The following collects datasets that may be used freely for non-commercial, research or educational purposes. I only ask that you cite the paper associated with the dataset, and to consider emailing about your extension so that we might link back. If linking to this page, please use the permanent link

Attribute-Value-Level Matching in the [AAAI’15] paper explores normalisation of attribute values across multiple data sources, where attributes could be categorical, numerical, otherwise and could multi-valued. For example the genre(s) of a movie or the cuisine(s) of a restaurant. To benchmark our statistical approach (based on Canonical Correlation Analysis) against baselines, we crawled and prepared two datasets of four sources each on movie genres (7852 records across IMDB, Rotten Tomatoes, The Movie DB, Yahoo! Movies) and restaurant cuisines (3120 records across Factual, Foursquare, Google Places, Yelp). After performing a simple entity resolution (record linkage) to align matched records across sources, we extracted the attribute to be matched (genres or cuisines respectively).

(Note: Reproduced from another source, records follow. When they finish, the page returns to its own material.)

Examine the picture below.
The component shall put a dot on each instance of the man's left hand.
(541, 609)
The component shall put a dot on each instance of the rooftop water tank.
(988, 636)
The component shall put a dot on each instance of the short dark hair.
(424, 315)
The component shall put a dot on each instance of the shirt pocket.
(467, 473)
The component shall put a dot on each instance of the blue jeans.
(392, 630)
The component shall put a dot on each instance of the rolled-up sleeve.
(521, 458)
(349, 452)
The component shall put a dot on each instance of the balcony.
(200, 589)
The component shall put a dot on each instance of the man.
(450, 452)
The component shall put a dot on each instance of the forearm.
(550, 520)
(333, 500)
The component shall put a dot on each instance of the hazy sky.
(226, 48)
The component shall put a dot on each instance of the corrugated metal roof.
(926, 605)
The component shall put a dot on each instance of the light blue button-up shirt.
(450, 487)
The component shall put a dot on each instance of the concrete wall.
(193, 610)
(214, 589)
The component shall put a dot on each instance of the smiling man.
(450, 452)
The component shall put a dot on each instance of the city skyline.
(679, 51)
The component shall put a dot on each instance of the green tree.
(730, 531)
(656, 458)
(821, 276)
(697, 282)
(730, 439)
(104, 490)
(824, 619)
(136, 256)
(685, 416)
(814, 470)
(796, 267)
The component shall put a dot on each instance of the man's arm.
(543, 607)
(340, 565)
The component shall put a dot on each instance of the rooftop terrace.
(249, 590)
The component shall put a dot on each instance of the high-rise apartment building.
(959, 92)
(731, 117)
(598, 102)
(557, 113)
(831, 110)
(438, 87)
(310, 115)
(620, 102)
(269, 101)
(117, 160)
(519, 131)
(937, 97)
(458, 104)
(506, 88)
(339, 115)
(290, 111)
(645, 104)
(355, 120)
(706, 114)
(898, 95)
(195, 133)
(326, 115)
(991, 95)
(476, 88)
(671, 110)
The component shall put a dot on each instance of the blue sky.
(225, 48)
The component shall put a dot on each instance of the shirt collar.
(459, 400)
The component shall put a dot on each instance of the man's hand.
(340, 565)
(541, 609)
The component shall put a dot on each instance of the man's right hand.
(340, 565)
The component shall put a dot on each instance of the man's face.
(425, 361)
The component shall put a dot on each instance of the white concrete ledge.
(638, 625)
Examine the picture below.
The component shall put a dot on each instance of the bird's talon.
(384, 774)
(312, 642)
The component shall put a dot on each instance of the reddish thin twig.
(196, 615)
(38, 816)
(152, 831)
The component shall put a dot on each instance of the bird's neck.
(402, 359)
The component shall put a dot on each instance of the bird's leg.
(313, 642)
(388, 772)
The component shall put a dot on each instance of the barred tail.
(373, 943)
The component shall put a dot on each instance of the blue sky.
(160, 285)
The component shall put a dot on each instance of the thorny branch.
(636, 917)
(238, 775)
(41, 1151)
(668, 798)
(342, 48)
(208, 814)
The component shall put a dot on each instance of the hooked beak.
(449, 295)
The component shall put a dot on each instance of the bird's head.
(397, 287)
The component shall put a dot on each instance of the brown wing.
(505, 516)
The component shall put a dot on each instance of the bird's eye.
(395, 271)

The data here represents keys to the original records, plus attribute values, all in entity-aligned order. Finally, we also used Amazon Mechanical Turk to produce human judgments to evaluate the attribute-value matchings. More details can be found in the download READMEs and the paper.

Download movies.zip (377KB) tab-separated files, one per source plus one MTurk; readme file
Download restaurants.zip (306KB) 5 tab-separated files, one per source plus one MTurk; readme file
Download lim2015sub.bib the BibTeX-formatted reference we ask researchers to cite if using these datasets.